To establish a cause of action to recover damages for malpractice based on lack of informed consent, a plaintiff must prove (1) that the person providing the professional treatment failed to disclose alternatives thereto and failed to inform the patient of reasonably foreseeable risks associated with the treatment, and the alternatives, that a reasonable medical practitioner would have disclosed in the same circumstances, (2) that a reasonably prudent patient in the same position would not have undergone the treatment if he or she had been fully informed, and (3) that the lack of informed consent is a proximate cause of the injury (see Lavi v NYU Hosps. Ctr., 133 AD3d 830, 832 [2015]; Spano v Bertocci, 299 AD2d 335, 337-338 [2002]). The fact that a plaintiff signed a consent form, standing alone, does not establish a defendant's prima facie entitlement to judgment as a matter of law (see Palmeiro v Luchs, 202 AD3d at 991-992; Walker v Saint Vincent Catholic Med. Ctrs., 114 AD3d 669, 670 [2014]). Here, the defendants' submissions failed to establish, prima facie, that the plaintiff was informed about the risks and benefits of inducing labor immediately, and the available alternatives thereto.

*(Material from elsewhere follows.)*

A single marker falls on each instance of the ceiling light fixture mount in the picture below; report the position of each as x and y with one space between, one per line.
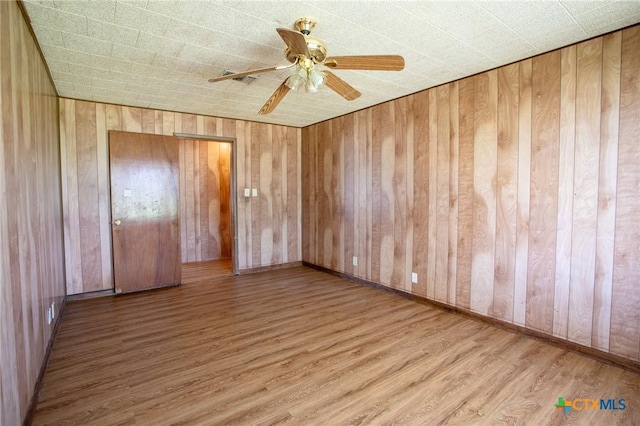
304 25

Thus, the defendants failed to establish the absence of triable issues of fact with respect to the cause of action alleging lack of informed consent (see Palmeiro v Luchs, 202 AD3d at 992; Lavi v NYU Hosps. Ctr., 133 AD3d at 832; Thaw v North Shore Univ. Hosp., 129 AD3d 937, 939 [2015]).
The remaining contention of NYMH and Fazeli is without merit.
Accordingly, that branch of the motion which was for summary judgment dismissing the complaint insofar as asserted against NYMH and Fazeli should have been denied. Barros, J.P., Maltese, Zayas and Wan, JJ., concur. [Prior Case History: 2019 NY Slip Op 31940(U).]